Apollo 18 is being marketed as “the truth” as to why we never went back to the moon. The film uses so-called found footage chronicling what supposedly happened to the last three astronauts to go up in 1974. For months and months, the names of the actors weren’t revealed because, you know, this is supposed to be real! These are not actors! And even now, only the names of two of the three actors are easy to find. Like we give a shit. Worse still: After the movie, the closing credits invite you to visit a website. If you’re that easy to manipulate, you get what you deserve. The site claims to have been “forcibly shut down.” How clever.
Any nefarious plots suggesting the use of the astronauts as guinea pigs, or claiming those rocks we brought were good for anything besides presents for foreign dignitaries, is barely touched upon. Instead, the movie relies on pure atmosphere and increasingly loud second-rate scare scenes in an attempt to try to keep you awake as time ticks by.
Then the movie is over. Just like that. After almost 90 minutes of cheap thrills you can see coming from clear across on the moon’s darker side, this bogus Alien-meets-The Blair Witch Project affair disappears from the screen and from memory faster than you can say “NASA.” Unlike the perfectly paced, genuine tension of Alien (where there is a reason and consequence for every turn), the “horror” in Apollo 18 is no more than a gratuitously claustrophobic succession of shocking gimmicks that were old — and better — in the ’80s.

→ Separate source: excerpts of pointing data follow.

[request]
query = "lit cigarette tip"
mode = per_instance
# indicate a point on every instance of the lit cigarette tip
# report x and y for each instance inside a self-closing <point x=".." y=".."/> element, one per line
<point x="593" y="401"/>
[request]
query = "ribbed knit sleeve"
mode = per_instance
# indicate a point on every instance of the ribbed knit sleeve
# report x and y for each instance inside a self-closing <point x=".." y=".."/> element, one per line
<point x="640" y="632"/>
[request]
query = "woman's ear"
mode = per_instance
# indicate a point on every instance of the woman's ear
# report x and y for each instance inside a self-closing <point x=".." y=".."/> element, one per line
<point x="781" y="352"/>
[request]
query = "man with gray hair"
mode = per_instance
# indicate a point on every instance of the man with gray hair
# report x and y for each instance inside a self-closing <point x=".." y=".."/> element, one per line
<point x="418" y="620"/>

Too bad, because the film’s visuals effectively recreate an updated version of the early days of the space program (at one point we hear Aqualung-era Jethro Tull, in case you forgot we’re talking about 1974) and the three actors (especially Lloyd Owen) do the best they can with lines like “There is something out there,” “Those Russians could be anywhere,” and “What was that?”

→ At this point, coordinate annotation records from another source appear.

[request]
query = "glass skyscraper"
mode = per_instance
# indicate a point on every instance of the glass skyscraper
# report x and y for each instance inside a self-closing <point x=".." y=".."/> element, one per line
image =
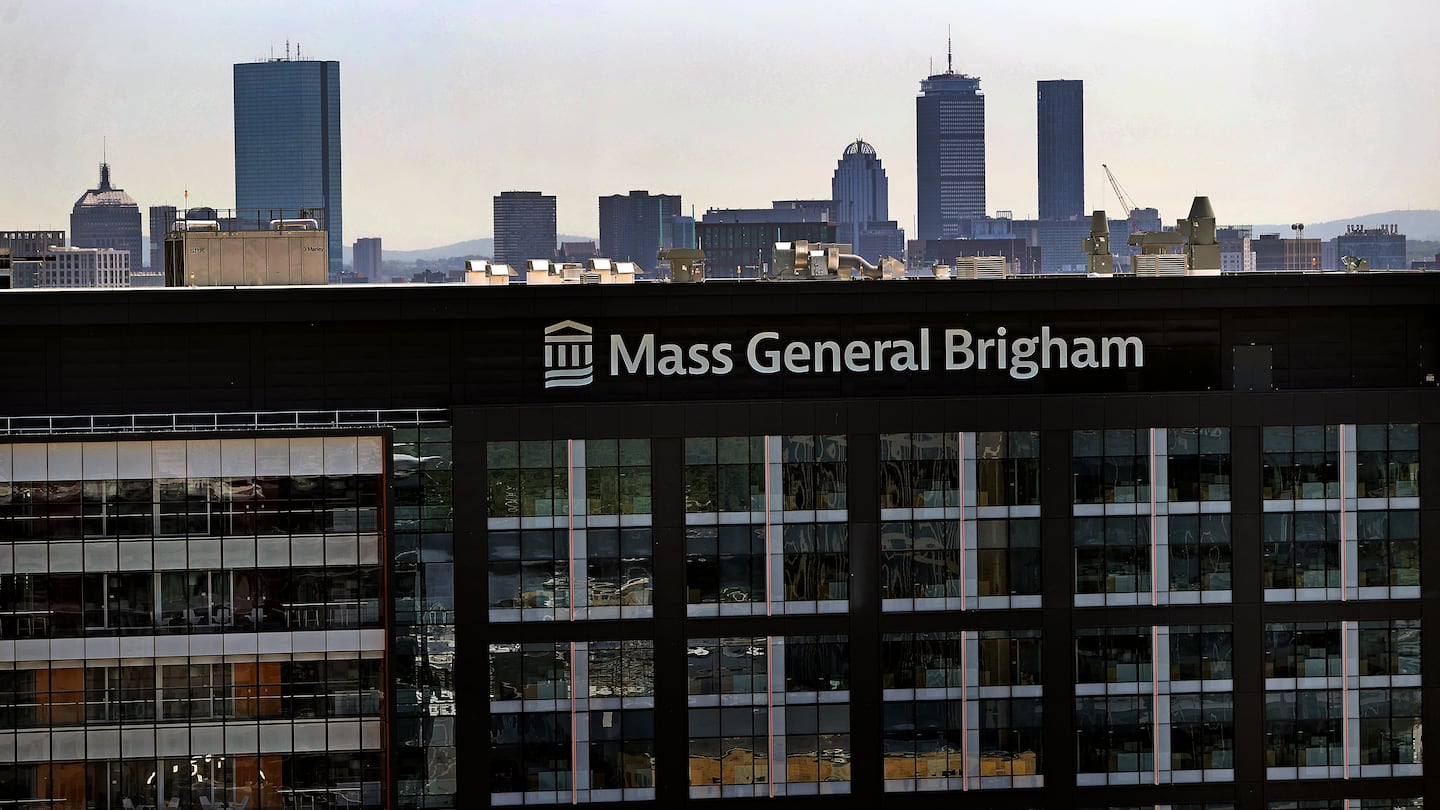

According to industry pre-release survey, Apollo 18 was probably going to earn the number one spot among releases of Labor Day, traditionally one of the slowest movie-going times of the year.
Allow me to give you a small piece of post-release advice: Don’t bother. •
Apollo 18 (PG-13)
Dir. Gonzalo López-Gallego; writ. Brian Miller, Cory Goodman; feat. Warren Christie, Lloyd Owen, and another guy lost in space.